だが私はこの演奏だけを聞き続けたわけではない。手元にあった6種類の演奏を最低3回ずつは聞いたと思う。何回かは箱根の山道を歩きながら、繰り返し繰り返し、聞き続けた。そして最終的にはショルティの骨格のしっかりとした演奏がひときわ気に入った。録音も素晴らしいが、何といってもこの演奏の素晴らしさは、オラトリオとしての壮大さを持ちながら、派手になっていない点である。ショルティとしては大人しいと感じる人がいるだろう。でもカラヤンだって、そのほかの演奏だって、実は控えめであると思う。この偉大な作品の前には、演奏の違いなど、さほど意味がないのだ。

2017年8月16日水曜日

東京都交響楽団演奏会(2017年7月17日、東京芸術劇場コンサートホール)

マーラーの作品の中でとりわけ異彩を放つのは「大地の歌」である。この曲は交響曲に分類されているが、実際は歌曲という色合いが強い。しかも他の交響曲作品にありがちな、大きなクライマックスを経ることもなく、どちらかというと室内楽的、内省的である。そういうこともあって、この作品は長年私を遠ざけていた。
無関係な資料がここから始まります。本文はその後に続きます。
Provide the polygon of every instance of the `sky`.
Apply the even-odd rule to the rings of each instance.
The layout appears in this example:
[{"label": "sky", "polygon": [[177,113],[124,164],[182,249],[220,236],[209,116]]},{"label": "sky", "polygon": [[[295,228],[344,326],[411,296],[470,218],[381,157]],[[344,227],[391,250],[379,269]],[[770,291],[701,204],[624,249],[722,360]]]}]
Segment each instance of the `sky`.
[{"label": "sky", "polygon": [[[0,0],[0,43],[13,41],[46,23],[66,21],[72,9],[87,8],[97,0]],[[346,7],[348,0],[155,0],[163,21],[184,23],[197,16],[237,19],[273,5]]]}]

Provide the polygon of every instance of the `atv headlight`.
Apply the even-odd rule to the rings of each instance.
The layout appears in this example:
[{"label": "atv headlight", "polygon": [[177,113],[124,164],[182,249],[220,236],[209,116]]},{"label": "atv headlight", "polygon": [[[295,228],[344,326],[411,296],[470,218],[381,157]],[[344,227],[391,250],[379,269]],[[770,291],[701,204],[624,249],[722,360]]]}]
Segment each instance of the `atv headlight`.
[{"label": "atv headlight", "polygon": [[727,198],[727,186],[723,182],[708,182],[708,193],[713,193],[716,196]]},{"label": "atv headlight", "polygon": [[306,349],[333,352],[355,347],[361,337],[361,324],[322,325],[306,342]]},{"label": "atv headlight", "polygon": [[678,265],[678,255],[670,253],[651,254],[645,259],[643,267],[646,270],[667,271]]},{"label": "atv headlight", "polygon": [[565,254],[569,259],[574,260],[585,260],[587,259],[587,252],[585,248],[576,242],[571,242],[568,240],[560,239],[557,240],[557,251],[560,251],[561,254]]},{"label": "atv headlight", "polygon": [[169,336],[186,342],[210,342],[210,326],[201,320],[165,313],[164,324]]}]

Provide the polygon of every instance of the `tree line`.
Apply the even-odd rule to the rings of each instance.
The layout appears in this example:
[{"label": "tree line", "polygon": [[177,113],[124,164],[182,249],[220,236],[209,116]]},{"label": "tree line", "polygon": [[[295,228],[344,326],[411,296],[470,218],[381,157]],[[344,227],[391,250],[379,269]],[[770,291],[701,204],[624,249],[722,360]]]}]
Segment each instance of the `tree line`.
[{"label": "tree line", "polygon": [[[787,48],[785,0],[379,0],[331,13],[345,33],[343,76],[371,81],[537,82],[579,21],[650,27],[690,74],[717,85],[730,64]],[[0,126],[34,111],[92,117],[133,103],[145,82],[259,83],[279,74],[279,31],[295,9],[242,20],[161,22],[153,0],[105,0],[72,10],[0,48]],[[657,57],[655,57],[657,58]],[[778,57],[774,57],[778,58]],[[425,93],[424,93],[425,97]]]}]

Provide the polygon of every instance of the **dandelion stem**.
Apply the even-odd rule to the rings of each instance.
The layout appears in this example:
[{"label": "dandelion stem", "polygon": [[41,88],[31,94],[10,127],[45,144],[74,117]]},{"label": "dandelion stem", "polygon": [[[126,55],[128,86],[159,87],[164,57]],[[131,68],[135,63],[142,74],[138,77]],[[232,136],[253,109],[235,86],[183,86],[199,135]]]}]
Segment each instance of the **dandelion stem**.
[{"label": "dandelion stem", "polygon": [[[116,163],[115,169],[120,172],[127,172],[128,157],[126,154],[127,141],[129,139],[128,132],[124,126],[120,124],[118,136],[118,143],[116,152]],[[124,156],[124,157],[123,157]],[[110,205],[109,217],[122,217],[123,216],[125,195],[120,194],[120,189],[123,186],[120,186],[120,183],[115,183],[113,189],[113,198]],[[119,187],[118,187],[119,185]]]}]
聞かなかったわかではない。我が家にはワルターが指揮した極めつけのウィーン・フィル盤があったし、そのさわりを聞いては何か風変わりな曲だな、などと小さいころは思っていた。サントリーがウィスキーのコマーシャルに採用した時などは、この曲の東洋的な響きに興味を覚えたが、全曲を通して聴くことはほとんどなかった。バーンスタインの定評あるウィーン・フィル盤や、デジタル録音されたブーレーズの名盤など、私は買い求めてはお蔵入り。どうも苦手な曲、という意識は長年離れることはなかったのである。 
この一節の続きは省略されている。